Now this is the Law of the Jungle -- as old and as true as the sky;
And the Wolf that shall keep it may prosper, but the Wolf that shall break it must die.
As the creeper that girdles the tree-trunk the Law runneth forward and back --
For the strength of the Pack is the Wolf, and the strength of the Wolf is the Pack.

Wash daily from nose-tip to tail-tip; drink deeply, but never too deep;
And remember the night is for hunting, and forget not the day is for sleep.
The Jackal may follow the Tiger, but, Cub, when thy whiskers are grown,
Remember the Wolf is a Hunter -- go forth and get food of thine own.
Keep peace withe Lords of the Jungle -- the Tiger, the Panther, and Bear.
And trouble not Hathi the Silent, and mock not the Boar in his lair.
When Pack meets with Pack in the Jungle, and neither will go from the trail,
Lie down till the leaders have spoken -- it may be fair words shall prevail.
When ye fight with a Wolf of the Pack, ye must fight him alone and afar,
Lest others take part in the quarrel, and the Pack be diminished by war.
The Lair of the Wolf is his refuge, and where he has made him his home,
Not even the Head Wolf may enter, not even the Council may come.
The Lair of the Wolf is his refuge, but where he has digged it too plain,
The Council shall send him a message, and so he shall change it again.
If ye kill before midnight, be silent, and wake not the woods with your bay,
Lest ye frighten the deer from the crop, and your brothers go empty away.
Ye may kill for yourselves, and your mates, and your cubs as they need, and ye can;
But kill not for pleasure of killing, and seven times never kill Man!
If ye plunder his Kill from a weaker, devour not all in thy pride;
Pack-Right is the right of the meanest; so leave him the head and the hide.
The Kill of the Pack is the meat of the Pack.
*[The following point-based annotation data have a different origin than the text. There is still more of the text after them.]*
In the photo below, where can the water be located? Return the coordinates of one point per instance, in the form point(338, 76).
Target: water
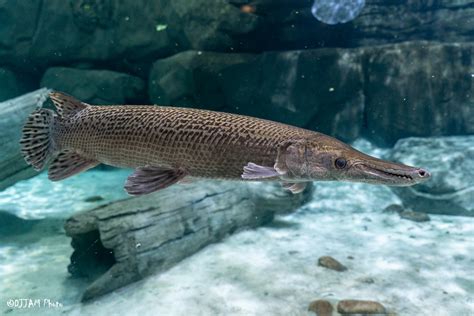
point(393, 79)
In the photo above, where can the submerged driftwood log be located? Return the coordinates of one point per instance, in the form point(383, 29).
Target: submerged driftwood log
point(136, 237)
point(13, 114)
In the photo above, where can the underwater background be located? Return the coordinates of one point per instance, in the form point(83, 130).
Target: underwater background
point(393, 78)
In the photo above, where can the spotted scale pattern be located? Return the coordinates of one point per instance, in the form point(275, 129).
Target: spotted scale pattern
point(204, 143)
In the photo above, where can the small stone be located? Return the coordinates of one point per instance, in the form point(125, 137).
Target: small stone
point(331, 263)
point(360, 307)
point(415, 216)
point(95, 198)
point(321, 308)
point(366, 280)
point(394, 208)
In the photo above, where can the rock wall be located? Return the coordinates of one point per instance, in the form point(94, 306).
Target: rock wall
point(450, 191)
point(382, 92)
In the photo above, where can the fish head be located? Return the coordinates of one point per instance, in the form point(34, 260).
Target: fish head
point(328, 159)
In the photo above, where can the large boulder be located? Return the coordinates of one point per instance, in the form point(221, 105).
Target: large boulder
point(383, 21)
point(55, 32)
point(13, 114)
point(418, 89)
point(96, 86)
point(11, 85)
point(128, 32)
point(451, 162)
point(383, 92)
point(319, 89)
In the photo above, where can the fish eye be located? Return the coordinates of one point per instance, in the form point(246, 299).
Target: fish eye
point(340, 163)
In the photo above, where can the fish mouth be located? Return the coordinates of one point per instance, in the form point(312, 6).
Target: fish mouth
point(394, 175)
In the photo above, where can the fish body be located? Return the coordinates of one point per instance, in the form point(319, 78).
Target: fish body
point(166, 144)
point(206, 144)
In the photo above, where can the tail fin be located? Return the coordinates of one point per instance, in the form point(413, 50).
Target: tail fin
point(37, 146)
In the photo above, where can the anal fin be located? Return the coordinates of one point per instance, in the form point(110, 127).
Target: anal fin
point(69, 163)
point(150, 179)
point(295, 188)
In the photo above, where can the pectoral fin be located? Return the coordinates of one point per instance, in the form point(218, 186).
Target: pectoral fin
point(253, 171)
point(295, 188)
point(150, 179)
point(288, 151)
point(69, 163)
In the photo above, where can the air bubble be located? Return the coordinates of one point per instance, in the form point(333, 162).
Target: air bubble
point(337, 11)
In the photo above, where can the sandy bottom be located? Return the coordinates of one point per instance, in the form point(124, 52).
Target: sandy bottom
point(411, 268)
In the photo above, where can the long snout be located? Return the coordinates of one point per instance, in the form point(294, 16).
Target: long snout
point(373, 170)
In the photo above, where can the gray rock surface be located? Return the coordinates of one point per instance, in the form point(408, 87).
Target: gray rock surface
point(370, 91)
point(150, 234)
point(13, 114)
point(419, 89)
point(320, 89)
point(385, 21)
point(96, 86)
point(66, 31)
point(135, 31)
point(450, 191)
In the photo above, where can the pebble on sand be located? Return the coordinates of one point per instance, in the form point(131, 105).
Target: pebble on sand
point(414, 216)
point(95, 198)
point(331, 263)
point(321, 308)
point(360, 307)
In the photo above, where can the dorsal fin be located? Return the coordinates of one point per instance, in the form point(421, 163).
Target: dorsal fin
point(65, 104)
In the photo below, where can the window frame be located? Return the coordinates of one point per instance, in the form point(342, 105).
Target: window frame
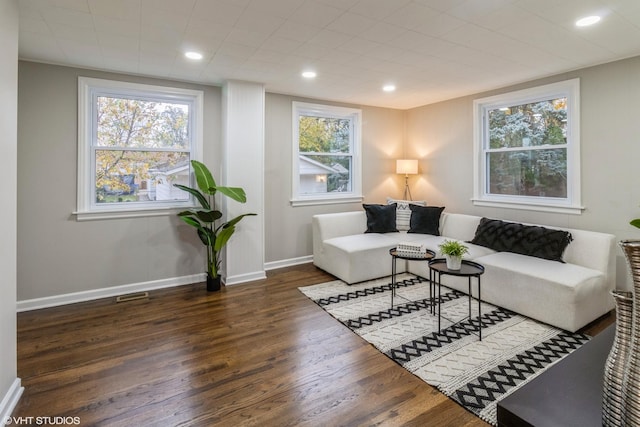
point(88, 89)
point(572, 204)
point(323, 110)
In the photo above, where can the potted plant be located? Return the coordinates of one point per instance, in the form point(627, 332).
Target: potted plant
point(212, 234)
point(453, 252)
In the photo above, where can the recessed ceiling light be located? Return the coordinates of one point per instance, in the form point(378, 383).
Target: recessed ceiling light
point(587, 20)
point(193, 55)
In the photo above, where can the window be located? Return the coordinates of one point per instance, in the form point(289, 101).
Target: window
point(527, 149)
point(326, 155)
point(134, 142)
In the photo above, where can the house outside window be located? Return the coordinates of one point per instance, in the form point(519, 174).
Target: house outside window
point(326, 158)
point(527, 149)
point(135, 141)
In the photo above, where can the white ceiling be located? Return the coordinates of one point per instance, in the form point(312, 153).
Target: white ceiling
point(431, 50)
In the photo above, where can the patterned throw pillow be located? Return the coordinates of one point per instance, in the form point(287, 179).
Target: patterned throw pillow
point(522, 239)
point(425, 219)
point(380, 218)
point(403, 213)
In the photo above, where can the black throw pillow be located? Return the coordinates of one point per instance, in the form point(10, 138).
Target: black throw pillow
point(381, 218)
point(425, 219)
point(531, 240)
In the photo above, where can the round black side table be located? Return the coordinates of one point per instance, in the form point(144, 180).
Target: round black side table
point(469, 269)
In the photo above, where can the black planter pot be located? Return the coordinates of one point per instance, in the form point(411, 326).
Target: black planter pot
point(213, 283)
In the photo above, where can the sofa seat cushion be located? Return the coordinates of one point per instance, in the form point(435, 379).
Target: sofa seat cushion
point(543, 290)
point(358, 243)
point(361, 257)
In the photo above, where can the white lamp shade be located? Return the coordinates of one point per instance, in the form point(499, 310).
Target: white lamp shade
point(407, 167)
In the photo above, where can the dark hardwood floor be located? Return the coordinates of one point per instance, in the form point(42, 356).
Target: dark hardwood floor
point(255, 354)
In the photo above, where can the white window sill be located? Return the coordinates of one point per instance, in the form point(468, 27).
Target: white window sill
point(539, 207)
point(325, 200)
point(137, 213)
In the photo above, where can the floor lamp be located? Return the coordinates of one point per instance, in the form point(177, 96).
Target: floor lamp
point(407, 167)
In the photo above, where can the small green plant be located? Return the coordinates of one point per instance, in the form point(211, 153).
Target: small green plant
point(453, 248)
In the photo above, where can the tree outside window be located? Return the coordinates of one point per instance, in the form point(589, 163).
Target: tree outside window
point(135, 141)
point(527, 147)
point(326, 154)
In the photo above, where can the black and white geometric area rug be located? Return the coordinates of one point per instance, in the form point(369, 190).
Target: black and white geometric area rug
point(476, 374)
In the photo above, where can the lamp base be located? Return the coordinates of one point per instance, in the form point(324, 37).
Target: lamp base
point(407, 191)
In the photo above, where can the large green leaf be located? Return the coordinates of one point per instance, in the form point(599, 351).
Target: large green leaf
point(206, 236)
point(190, 220)
point(208, 216)
point(236, 193)
point(205, 180)
point(198, 195)
point(223, 237)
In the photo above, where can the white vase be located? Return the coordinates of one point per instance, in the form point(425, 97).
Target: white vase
point(453, 262)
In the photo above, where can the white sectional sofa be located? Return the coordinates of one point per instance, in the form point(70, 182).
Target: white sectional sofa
point(566, 294)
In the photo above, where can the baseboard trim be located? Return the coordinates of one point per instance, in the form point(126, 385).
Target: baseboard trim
point(288, 262)
point(243, 278)
point(57, 300)
point(10, 400)
point(74, 297)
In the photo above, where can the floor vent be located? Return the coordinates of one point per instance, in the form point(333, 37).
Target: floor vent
point(132, 297)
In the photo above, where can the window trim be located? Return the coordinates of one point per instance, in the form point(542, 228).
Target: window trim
point(353, 196)
point(86, 209)
point(572, 204)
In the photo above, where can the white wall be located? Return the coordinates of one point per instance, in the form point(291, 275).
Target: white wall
point(441, 135)
point(10, 388)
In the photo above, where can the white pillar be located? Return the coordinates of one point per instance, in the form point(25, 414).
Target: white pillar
point(10, 385)
point(243, 166)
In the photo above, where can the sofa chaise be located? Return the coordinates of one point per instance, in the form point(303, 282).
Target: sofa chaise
point(568, 293)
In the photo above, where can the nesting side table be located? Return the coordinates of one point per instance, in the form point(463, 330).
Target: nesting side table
point(395, 256)
point(469, 269)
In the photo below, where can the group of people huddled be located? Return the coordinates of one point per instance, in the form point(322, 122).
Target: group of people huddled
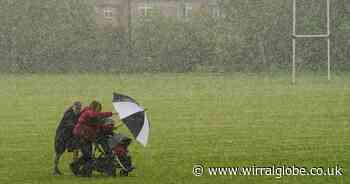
point(80, 129)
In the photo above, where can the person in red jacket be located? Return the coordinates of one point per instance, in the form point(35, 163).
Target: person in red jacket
point(88, 124)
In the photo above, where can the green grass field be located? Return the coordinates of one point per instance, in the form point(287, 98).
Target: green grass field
point(217, 120)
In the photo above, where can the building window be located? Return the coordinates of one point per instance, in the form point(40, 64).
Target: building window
point(215, 11)
point(108, 13)
point(145, 9)
point(186, 10)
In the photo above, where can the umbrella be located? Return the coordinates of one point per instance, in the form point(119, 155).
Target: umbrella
point(133, 116)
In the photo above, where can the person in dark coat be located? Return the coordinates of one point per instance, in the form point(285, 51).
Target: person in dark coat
point(64, 138)
point(86, 130)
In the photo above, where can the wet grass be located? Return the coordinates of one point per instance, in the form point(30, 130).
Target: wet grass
point(216, 120)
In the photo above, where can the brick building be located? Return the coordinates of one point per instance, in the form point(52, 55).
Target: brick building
point(119, 13)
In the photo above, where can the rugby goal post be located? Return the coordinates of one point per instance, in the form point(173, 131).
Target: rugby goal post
point(296, 36)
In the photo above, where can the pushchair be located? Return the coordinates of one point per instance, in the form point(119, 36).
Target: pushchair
point(110, 153)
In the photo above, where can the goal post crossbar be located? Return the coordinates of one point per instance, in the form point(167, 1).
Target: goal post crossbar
point(295, 36)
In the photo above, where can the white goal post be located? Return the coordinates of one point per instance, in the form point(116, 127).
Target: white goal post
point(327, 36)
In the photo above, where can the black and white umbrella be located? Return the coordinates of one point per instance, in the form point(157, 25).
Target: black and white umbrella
point(133, 116)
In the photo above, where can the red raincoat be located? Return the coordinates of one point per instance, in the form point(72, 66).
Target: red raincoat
point(84, 128)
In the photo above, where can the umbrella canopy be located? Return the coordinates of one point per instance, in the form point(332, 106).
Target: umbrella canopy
point(133, 116)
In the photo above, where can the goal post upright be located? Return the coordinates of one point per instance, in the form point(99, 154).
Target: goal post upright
point(295, 36)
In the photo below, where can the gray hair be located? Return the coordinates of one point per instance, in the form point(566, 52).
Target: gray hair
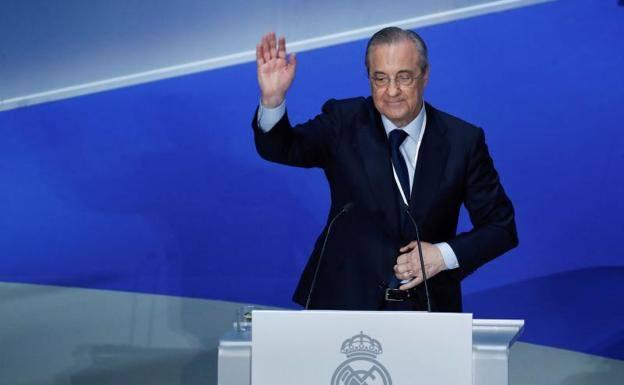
point(392, 35)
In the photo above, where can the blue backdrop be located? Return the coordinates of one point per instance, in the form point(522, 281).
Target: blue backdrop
point(157, 188)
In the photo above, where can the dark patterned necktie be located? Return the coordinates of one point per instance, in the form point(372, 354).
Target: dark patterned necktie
point(396, 138)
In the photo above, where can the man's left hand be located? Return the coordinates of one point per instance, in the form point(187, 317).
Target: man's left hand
point(408, 263)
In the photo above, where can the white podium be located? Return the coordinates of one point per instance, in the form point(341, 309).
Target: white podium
point(491, 340)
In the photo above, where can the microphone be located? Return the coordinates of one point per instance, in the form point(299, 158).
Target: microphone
point(422, 262)
point(346, 208)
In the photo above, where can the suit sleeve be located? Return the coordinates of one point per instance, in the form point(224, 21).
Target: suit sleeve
point(490, 211)
point(311, 144)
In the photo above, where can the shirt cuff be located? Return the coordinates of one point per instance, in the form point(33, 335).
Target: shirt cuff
point(450, 259)
point(268, 117)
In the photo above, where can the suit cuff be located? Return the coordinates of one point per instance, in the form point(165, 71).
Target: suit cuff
point(450, 259)
point(268, 117)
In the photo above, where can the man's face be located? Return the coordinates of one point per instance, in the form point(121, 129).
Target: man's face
point(399, 103)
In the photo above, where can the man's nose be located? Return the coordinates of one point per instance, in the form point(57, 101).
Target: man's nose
point(393, 89)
Ye must eat where it lies;
And no one may carry away of that meat to his lair, or he dies.
The Kill of the Wolf is the meat of the Wolf. He may do what he will;
But, till he has given permission, the Pack may not eat of that Kill.
Cub-Right is the right of the Yearling. From all of his Pack he may claim
Full-gorge when the killer has eaten; and none may refuse him the same.
Lair-Right is the right of the Mother. From all of her year she may claim
One haunch of each kill for her litter, and none may deny her the same.
Cave-Right is the right of the Father -- to hunt by himself for his own:
He is freed of all calls to the Pack; he is judged by the Council alone.
Because of his age and his cunning, because of his gripe and his paw,
In all that the Law leaveth open, the word of your Head Wolf is Law.
Now these are the Laws of the Jungle, and many and mighty are they;
But the head and the hoof of the Law and the haunch and the hump is -- Obey!
Today I celebrate the fact that I have endured another year, lol, and by such endurance I do justify posting the following video to this thread for the pleasure which it may also bring to others. My age this day is the same as the year in which I was born so a small riddle for the mathematically inclined to solve.

Age is but a number, while women, as all know, are 'timeless' beings. ;)


Thank you for the video. They are wonderful, beautiful, and well bred. You want one, don't you. What are they called? And now I find that I am too young to be your father, so thank you for that too, :).